Data is more critical today than ever before. Recent statistics suggest that 90% of the data in the world has been created in the last two years, and as we look forward, new technologies like Internet of Things will accelerate data growth. As our dependency on data increases, our need for continuous data access and consistent data protection becomes more critical than ever.
The mainstream backup applications in use today were developed in the late 80’s when hard drive sizes were measured in 100’s of megabytes and Microsoft was shipping Windows 2.11. As the world has evolved, these applications have bolted-on new features to adapt to exploding data volumes, but the underlying legacy architectures were never designed to deal with the challenges we face today.
Let’s look at four ways that backup software is not cutting it.
Backup Windows
Historically backup software used an approach of incremental and full backups. An incremental backup copies the changes from the last backup (full or incremental) so the amount of data transferred is typically very small which results in very fast backups. A full backup, in contrast, is a complete copy of the production data, and so is typically very large and can become unmanageable as information grows.
In order to minimize backup windows, customers prefer to rely upon incremental backups. However, this has serious implications on recovery times. Full backups take much longer to complete, and result in fast recoveries. We need something better.
Recovery Times
In the past, people focused primarily on minimizing backup windows, but the reality is that recovery is what matters. Does it even matter if you can backup your data daily, but can never recover it? The answer is clearly no, and so a key element of any protection solution is how fast you can recover your data.
The recovery challenge goes back to the incremental/full backup model. Incremental backups are small, but recovery will require the team to first recover the previous full backup and then every subsequent incremental. This process can be time consuming and can create risk since a failure on any incremental will result in a total recovery failure. Recovering from a full backup is much simpler since you can recover the entire image from one backup.
Customers are forced to trade off fast backup times and slow recoveries with incremental versus slow backups and faster recoveries with full backups. This trade-off is unsustainable in today’s data-centric world. You need a solution that enables fast backup and fast recovery.
Complex DR Processes
As IT has become more critical to business operations, the challenge of disaster recovery has become more important than ever. A single outage can result in significant revenue and reputational impact, and so companies must be prepared for outages of all types, including unexpected disasters.
The challenge with traditional backup is that large scale recoveries can take days or even weeks, and as a result, recovering from a disaster can be extremely problematic. Adding disk as a backup target can provide incremental improvements in recovery times, but the core challenge of lengthy recoveries remains. It is for this reason that many companies are unable to test disaster recovery plans because the time and effort required is more than they have available. This is a scary situation because without a test, you cannot be sure if your DR plan will actually work.
We need faster recovery methods that allow for instant data recoveries locally and in the cloud.
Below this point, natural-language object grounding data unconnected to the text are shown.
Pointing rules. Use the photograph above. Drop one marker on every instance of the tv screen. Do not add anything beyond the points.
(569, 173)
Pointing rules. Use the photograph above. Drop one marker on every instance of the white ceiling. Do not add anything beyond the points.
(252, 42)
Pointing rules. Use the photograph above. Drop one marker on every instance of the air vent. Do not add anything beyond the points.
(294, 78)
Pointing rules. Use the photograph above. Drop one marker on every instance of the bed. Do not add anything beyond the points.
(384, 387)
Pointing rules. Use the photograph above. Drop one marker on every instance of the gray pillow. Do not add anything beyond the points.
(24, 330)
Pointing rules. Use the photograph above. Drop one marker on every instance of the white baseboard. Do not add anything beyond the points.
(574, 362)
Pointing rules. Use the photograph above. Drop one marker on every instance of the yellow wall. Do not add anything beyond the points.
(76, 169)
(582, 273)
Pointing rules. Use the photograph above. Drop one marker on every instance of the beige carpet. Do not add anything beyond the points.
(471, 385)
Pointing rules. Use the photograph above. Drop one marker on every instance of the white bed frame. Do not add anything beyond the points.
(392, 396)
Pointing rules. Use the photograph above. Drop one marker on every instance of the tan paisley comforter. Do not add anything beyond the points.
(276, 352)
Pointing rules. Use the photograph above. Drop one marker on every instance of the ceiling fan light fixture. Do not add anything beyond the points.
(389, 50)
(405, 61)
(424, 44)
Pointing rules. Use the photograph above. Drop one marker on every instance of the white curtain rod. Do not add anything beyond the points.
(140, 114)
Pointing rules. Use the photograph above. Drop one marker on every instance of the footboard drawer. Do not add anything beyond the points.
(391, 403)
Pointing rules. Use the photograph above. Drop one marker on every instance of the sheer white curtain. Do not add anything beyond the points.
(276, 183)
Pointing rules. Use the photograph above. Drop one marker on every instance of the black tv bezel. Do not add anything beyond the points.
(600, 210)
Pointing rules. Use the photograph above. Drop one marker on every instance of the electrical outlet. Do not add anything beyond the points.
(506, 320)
These methods should allow data to be presented instantly and run directly from the protection environment without the need of a lengthy restore process.
Inability to Leverage Protected Data
Today’s IT infrastructures are constantly evolving, and in order to ensure reliability and consistency, companies must thoroughly test all proposed changes or upgrades prior to being rolled into production. In practice, this requires large lab environments where companies must invest large sums of money to create, store, mount and access copies of production data. This capacity is in addition to any existing investments in production or protection and so represents significant inefficiencies.
In an ideal world, we need a solution that allows for instant read/write enabled data recoveries for testing purposes. By instantly mounting a copy of production data, lab storage requirements can be significantly reduced and tests can be performed on the latest production copies. This will simplify lab environments and improve testing quality.
In summary, IT has evolved over the last three decades and data protection has struggled to keep up. Traditional backup models do not provide the flexibility, performance and scale that today’s businesses demand. We need to rethink data protection to ensure that it aligns with modern business requirements and that it delivers the availability requirements that we need.